Mas segundo o professor de direito Frederico Franco Alvim, em trabalho realizado para o TSE, foi a ofensiva para atenuar “o alcance dos órgãos fiscalizatórios como forma de facilitar, pro futuro, a captura das instituições políticas” que mobilizou a principal energia das “forças de vocação autoritária”. Conforme antecedentes internacionais, “na maior parte das vezes, o autoritário precisa se reeleger ao menos uma vez para conseguir afundar o sistema democrático”, diz o cientista político Oliver Stuenkel. Em diversas situações, “foi a partir do segundo [mandato] que o autoritarismo tirou a luva de pelica e mostrou as suas garras”. Em direção convergente, estudo sobre a África confirma que os novos autocratas operam prioritariamente por maiorias eleitorais (apelando para a fraude em caso de derrota). A tentativa, por sua vez, de “corrigir resultados” é um recurso cujo sucesso depende do carisma do “homem forte”, o qual precisa, mesmo no caso de burla das regras, ser competitivo nas urnas.
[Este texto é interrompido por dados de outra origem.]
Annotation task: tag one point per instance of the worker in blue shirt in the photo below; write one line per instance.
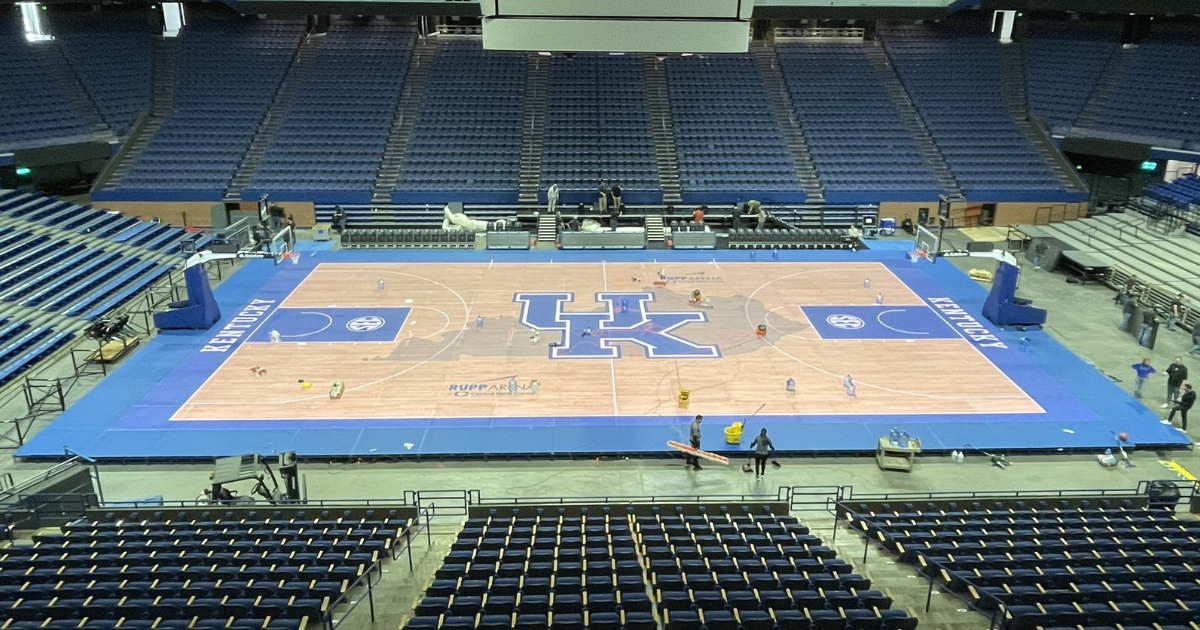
(1143, 370)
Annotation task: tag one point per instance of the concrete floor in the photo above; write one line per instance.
(1081, 317)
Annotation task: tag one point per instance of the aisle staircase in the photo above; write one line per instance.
(775, 88)
(58, 70)
(663, 124)
(401, 131)
(547, 228)
(537, 81)
(274, 119)
(162, 100)
(1110, 79)
(912, 120)
(1017, 102)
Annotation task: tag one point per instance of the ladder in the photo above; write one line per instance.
(654, 232)
(547, 228)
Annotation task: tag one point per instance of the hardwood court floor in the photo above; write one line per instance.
(442, 366)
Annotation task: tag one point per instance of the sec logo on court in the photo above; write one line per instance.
(845, 322)
(365, 324)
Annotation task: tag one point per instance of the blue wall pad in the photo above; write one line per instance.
(609, 315)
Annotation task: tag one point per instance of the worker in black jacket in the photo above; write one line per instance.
(1183, 405)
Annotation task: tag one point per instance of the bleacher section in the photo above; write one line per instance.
(228, 72)
(1164, 262)
(1156, 99)
(63, 265)
(331, 141)
(466, 143)
(954, 78)
(1063, 64)
(274, 574)
(113, 64)
(1049, 563)
(33, 112)
(855, 133)
(721, 570)
(598, 129)
(730, 144)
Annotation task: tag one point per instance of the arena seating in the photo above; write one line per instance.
(113, 64)
(598, 129)
(466, 143)
(228, 73)
(34, 112)
(334, 132)
(59, 279)
(790, 239)
(1049, 563)
(954, 78)
(198, 574)
(1155, 100)
(730, 144)
(717, 570)
(855, 133)
(406, 239)
(1182, 191)
(1063, 64)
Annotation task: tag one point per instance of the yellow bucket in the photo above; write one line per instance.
(733, 433)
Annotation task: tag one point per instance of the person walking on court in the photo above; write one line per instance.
(1175, 311)
(694, 435)
(1143, 370)
(762, 447)
(1149, 325)
(603, 204)
(1176, 373)
(1182, 406)
(552, 198)
(1127, 309)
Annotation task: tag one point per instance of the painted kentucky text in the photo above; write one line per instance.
(233, 333)
(966, 323)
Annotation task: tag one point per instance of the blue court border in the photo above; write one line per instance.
(126, 415)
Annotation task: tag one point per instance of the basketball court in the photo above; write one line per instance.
(479, 353)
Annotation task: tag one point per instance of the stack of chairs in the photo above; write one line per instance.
(538, 573)
(790, 239)
(727, 138)
(466, 143)
(755, 573)
(189, 574)
(1050, 563)
(405, 239)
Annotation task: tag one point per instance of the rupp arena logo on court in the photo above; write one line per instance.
(498, 387)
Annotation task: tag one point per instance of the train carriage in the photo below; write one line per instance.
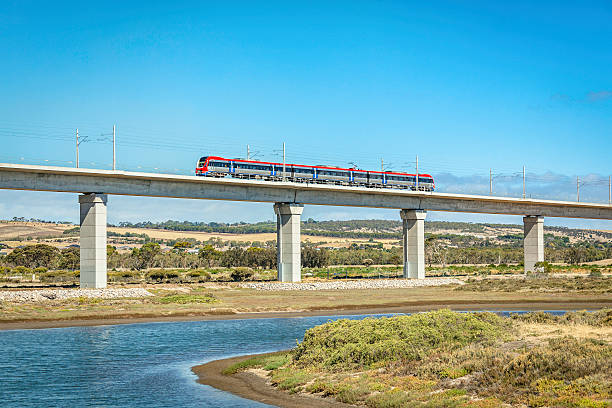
(213, 166)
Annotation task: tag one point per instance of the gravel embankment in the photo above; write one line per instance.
(352, 284)
(22, 296)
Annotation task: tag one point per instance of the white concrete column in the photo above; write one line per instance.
(288, 249)
(93, 240)
(533, 244)
(413, 238)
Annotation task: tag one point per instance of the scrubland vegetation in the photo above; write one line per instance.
(450, 359)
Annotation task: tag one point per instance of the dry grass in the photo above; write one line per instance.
(10, 230)
(231, 299)
(450, 359)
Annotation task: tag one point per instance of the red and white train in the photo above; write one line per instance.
(214, 166)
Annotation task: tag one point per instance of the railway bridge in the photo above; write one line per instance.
(288, 199)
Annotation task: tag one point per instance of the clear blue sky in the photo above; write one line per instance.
(467, 86)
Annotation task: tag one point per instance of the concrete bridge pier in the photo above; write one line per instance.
(288, 249)
(413, 239)
(93, 240)
(533, 243)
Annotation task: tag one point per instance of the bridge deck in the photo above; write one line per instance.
(63, 179)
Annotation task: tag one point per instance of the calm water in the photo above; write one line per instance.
(133, 365)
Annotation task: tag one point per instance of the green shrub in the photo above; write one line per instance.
(22, 270)
(599, 318)
(564, 359)
(200, 275)
(595, 273)
(124, 276)
(162, 275)
(241, 274)
(349, 344)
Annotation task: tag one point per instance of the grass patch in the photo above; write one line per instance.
(186, 299)
(601, 284)
(449, 359)
(351, 344)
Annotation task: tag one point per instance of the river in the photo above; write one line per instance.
(134, 365)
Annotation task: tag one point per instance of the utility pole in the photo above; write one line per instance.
(524, 182)
(114, 157)
(77, 148)
(283, 161)
(417, 175)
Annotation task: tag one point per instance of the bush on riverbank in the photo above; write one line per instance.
(540, 284)
(450, 359)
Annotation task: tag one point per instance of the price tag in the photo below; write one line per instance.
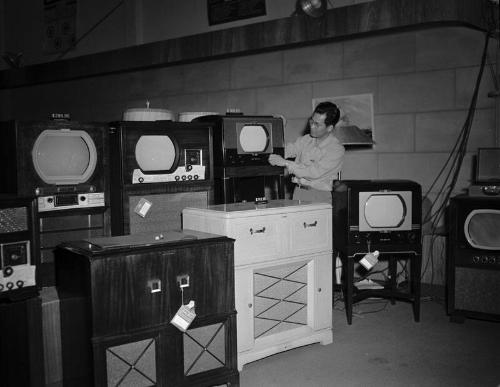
(184, 317)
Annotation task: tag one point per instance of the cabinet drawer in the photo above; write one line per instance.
(310, 232)
(257, 239)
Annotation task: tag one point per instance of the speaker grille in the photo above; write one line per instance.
(477, 290)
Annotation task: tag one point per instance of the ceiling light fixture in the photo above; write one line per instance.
(313, 8)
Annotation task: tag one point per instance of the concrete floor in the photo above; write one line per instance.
(385, 347)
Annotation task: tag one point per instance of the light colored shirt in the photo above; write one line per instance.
(317, 163)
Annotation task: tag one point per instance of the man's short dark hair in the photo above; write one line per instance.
(331, 110)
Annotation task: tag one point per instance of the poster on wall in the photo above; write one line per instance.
(356, 125)
(224, 11)
(59, 17)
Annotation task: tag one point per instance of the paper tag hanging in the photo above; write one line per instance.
(184, 317)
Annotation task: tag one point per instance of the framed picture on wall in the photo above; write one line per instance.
(356, 125)
(224, 11)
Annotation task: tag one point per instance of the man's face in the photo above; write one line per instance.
(318, 128)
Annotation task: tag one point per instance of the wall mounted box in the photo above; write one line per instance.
(283, 272)
(65, 165)
(131, 291)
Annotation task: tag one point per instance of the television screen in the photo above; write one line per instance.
(64, 156)
(488, 165)
(384, 211)
(156, 153)
(481, 229)
(253, 138)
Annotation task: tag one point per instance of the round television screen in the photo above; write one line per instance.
(253, 138)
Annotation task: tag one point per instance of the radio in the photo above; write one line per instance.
(241, 148)
(159, 167)
(193, 169)
(18, 248)
(70, 201)
(473, 262)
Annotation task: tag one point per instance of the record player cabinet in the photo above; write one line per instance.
(283, 271)
(129, 288)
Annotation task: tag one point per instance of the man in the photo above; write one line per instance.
(318, 156)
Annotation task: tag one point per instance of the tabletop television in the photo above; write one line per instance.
(371, 213)
(62, 163)
(159, 167)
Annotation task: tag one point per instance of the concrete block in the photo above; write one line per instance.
(313, 63)
(245, 100)
(386, 54)
(162, 81)
(295, 128)
(439, 131)
(425, 91)
(466, 82)
(196, 102)
(422, 168)
(292, 101)
(394, 133)
(257, 70)
(343, 87)
(360, 165)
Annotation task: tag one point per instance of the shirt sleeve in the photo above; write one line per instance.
(330, 162)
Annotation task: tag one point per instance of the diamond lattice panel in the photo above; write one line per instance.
(280, 299)
(132, 364)
(204, 349)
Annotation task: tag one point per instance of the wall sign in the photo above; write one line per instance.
(60, 25)
(224, 11)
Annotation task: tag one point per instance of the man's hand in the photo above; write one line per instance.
(277, 160)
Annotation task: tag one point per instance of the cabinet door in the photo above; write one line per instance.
(310, 232)
(141, 290)
(243, 282)
(322, 290)
(281, 298)
(258, 239)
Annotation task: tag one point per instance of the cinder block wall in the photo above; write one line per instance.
(422, 83)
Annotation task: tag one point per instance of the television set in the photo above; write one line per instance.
(19, 244)
(241, 146)
(159, 167)
(488, 166)
(241, 140)
(473, 258)
(62, 163)
(370, 215)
Excurso: o papel dos militares

Em um texto como este, é necessário incluir ao menos duas palavras a respeito dos quartéis, pois se o desempenho de Jair Bolsonaro nas eleições é uma das pernas da autocratização, a intervenção militar constitui a segunda. Tendo escolhido a Academia Militar de Agulhas Negras (Aman), onde é preparada a oficialidade do Exército, para se lançar candidato a presidente em novembro de 2014, Bolsonaro sempre pretendeu ser o representante da corporação. Quando, em abril de 2018, o STF teve que decidir se o ex­-presidente Lula poderia ou não disputar aquele pleito, o então comandante da força terrestre, Eduardo Villas Bôas, tuitou que “o Exército Brasileiro” compartilhava “o anseio de todos os cidadãos de bem de repúdio à impunidade”. Para bom entendedor, era um veto à candidatura petista, deixando o caminho aberto ao ex­-capitão, que desde meados de 2017 secundava Lula nas pesquisas de intenção de voto.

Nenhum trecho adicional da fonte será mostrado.